5. How does your vendor detect a compromise or intrusion?
Attempts by hackers to breach data security measures are becoming the norm in today’s high-tech computing environment. Whether you maintain your infrastructure and data on premise or in the cloud, the issues of securing your data are the same.
Your cloud vendor should include strong mechanisms for both intrusion prevention, or keeping your data safe from attack or a breach; and intrusion detection, which is the ability to monitor and know what’s happening with your data and if or when an intrusion happens. The vendor should be able to monitor, measure and react to any potential breach, particularly the ability to monitor access to its systems and detect any unauthorized changes to systems, policies or configuration files.
Also, what does your vendor do when things go wrong and is that communicated to you? A good Service Level Agreement (SLA) would have an intrusion notification clause built-in. A great SLA provides some transparency into the vendor’s operations in the areas of audits and compliances, and how those processes are comparable to your own requirements.
6. What are their disaster recovery plans and how does data security figure into those plans?

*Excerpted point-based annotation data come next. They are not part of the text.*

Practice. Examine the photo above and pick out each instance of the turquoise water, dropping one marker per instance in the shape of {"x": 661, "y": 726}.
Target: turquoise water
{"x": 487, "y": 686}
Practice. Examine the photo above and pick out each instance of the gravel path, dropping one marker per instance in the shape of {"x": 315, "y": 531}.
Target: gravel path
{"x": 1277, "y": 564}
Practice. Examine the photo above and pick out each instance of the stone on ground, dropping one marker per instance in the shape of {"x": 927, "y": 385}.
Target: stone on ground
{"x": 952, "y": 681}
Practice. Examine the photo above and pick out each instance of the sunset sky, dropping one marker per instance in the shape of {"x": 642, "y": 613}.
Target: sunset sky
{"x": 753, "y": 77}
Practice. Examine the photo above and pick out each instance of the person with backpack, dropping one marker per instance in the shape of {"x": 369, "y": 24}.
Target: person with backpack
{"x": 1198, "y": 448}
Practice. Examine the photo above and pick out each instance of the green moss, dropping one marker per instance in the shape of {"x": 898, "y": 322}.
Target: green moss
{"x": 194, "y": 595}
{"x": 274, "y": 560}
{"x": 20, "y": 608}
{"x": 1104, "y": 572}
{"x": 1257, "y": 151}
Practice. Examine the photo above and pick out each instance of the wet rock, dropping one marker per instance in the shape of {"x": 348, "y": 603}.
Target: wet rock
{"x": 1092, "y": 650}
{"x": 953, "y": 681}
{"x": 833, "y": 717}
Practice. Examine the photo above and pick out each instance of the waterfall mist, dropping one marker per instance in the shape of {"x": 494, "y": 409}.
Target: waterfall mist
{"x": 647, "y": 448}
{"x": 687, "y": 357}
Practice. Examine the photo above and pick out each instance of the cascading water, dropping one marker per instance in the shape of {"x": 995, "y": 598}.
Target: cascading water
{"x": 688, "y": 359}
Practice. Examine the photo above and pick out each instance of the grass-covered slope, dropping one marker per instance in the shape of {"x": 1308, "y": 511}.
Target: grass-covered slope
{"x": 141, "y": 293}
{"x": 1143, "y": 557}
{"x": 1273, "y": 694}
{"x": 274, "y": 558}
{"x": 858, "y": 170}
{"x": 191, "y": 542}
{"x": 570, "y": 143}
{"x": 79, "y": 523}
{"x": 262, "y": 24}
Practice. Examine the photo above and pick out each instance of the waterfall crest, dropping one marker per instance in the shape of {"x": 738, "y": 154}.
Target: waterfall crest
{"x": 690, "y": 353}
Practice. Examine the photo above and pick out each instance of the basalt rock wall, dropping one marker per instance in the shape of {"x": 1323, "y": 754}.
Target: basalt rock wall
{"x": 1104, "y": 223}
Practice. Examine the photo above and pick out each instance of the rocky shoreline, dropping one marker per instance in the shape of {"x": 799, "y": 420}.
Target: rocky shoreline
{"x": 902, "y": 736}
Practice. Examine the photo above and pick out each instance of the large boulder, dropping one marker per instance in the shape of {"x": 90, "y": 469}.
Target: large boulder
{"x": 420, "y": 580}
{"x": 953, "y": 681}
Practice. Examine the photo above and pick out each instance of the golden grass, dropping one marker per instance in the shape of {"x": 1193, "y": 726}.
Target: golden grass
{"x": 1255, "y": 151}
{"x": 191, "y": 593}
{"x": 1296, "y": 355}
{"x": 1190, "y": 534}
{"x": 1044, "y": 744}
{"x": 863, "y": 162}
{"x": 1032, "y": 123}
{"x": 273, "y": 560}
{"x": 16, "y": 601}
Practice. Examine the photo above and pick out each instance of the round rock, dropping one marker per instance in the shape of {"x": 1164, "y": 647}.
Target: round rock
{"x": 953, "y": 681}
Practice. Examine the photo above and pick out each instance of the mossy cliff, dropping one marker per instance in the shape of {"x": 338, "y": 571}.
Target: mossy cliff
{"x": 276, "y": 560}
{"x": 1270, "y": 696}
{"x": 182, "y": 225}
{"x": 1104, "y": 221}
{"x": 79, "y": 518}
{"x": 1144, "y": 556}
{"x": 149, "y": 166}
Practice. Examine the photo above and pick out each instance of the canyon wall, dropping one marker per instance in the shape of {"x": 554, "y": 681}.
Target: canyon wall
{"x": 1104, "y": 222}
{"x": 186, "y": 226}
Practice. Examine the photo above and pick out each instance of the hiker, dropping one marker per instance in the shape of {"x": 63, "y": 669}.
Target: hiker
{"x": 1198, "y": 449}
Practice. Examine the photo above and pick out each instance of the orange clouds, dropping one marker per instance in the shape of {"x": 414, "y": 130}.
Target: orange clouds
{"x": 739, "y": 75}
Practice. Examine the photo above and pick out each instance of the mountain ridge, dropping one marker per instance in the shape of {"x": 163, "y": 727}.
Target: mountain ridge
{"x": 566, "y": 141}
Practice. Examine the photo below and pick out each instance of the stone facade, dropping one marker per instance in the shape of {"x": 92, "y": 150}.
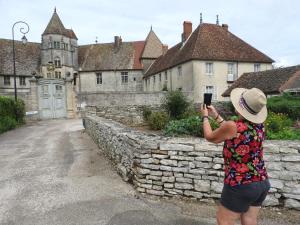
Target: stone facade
{"x": 189, "y": 167}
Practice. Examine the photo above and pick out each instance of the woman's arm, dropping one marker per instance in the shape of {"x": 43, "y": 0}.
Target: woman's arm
{"x": 226, "y": 130}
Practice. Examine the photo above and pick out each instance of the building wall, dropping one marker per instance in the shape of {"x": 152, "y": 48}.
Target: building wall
{"x": 111, "y": 81}
{"x": 195, "y": 79}
{"x": 189, "y": 167}
{"x": 68, "y": 57}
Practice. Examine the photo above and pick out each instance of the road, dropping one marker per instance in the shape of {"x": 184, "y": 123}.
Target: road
{"x": 51, "y": 173}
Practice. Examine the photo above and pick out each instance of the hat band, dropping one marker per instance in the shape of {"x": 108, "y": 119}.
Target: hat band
{"x": 244, "y": 104}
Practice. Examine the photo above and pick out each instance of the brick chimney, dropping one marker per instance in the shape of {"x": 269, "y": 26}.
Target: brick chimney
{"x": 118, "y": 42}
{"x": 187, "y": 30}
{"x": 225, "y": 26}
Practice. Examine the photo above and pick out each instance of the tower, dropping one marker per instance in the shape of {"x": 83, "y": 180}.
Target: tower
{"x": 59, "y": 50}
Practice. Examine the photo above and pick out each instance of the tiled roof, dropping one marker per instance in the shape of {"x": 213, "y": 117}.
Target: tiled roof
{"x": 269, "y": 81}
{"x": 55, "y": 26}
{"x": 209, "y": 42}
{"x": 28, "y": 57}
{"x": 153, "y": 47}
{"x": 107, "y": 57}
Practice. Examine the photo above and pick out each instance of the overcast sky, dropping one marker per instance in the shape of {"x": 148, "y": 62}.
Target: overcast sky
{"x": 272, "y": 26}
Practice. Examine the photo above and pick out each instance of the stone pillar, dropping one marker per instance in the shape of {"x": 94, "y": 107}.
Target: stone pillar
{"x": 71, "y": 99}
{"x": 33, "y": 100}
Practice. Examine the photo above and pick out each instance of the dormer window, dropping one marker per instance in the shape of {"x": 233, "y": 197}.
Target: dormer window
{"x": 57, "y": 62}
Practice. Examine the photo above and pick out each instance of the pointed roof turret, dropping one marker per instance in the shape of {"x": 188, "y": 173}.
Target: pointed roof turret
{"x": 55, "y": 26}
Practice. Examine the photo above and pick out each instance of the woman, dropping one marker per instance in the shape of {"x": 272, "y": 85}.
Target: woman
{"x": 246, "y": 182}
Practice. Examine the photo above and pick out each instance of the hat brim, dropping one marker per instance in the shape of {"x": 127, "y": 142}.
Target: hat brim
{"x": 235, "y": 96}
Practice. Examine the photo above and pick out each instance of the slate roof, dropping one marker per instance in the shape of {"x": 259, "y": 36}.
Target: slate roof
{"x": 55, "y": 26}
{"x": 153, "y": 47}
{"x": 270, "y": 81}
{"x": 209, "y": 42}
{"x": 28, "y": 57}
{"x": 107, "y": 57}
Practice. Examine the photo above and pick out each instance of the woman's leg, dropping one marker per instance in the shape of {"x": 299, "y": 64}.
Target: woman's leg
{"x": 226, "y": 216}
{"x": 250, "y": 217}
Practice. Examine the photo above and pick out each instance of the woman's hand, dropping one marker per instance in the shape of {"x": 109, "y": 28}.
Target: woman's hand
{"x": 204, "y": 110}
{"x": 212, "y": 111}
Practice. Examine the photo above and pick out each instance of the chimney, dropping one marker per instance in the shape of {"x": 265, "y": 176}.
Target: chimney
{"x": 225, "y": 26}
{"x": 118, "y": 42}
{"x": 187, "y": 30}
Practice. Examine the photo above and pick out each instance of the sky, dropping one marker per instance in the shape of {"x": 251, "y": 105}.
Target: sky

Your vendor’s security story needs to include their business continuity plan. First of all, they need to have a failover system or back-up data center. They should also be able to convincingly demonstrate to you that they can execute their backup plan. Many of the biggest cloud computing outages in recent memory were the result of a failure of disaster recovery processes.
Secondly, this secondary datacenter must have all of the same security processes and procedures applied to it as the primary one. It’s no good to have a second system in place, if you cannot operate securely in that environment.
Finally, if there were some sort of impending disaster, they need to notify you in advance. Keep in mind that you may not always know where your data is physically located, so the onus of reporting is on your provider.
Your vendor’s plan for securing your data should be a like a well-choreographed dance with a strong beginning, middle and end. Their system needs to be protected at the network and application layers and begin with the development process. Access control policies should span the entire operation. The vendor needs to have a coherent plan that protects data at all times, whether in motion or at rest. They need to include robust compliance, auditing and reporting processes, to ensure the integrity of the overall security scheme. And, your vendor should have robust disaster recovery procedures in place, and be able to show you that they are capable of executing them.
While cloud computing brings many benefits, all clouds are not created equal. Make sure your vendor provides the security you need to confidently move your data to the cloud.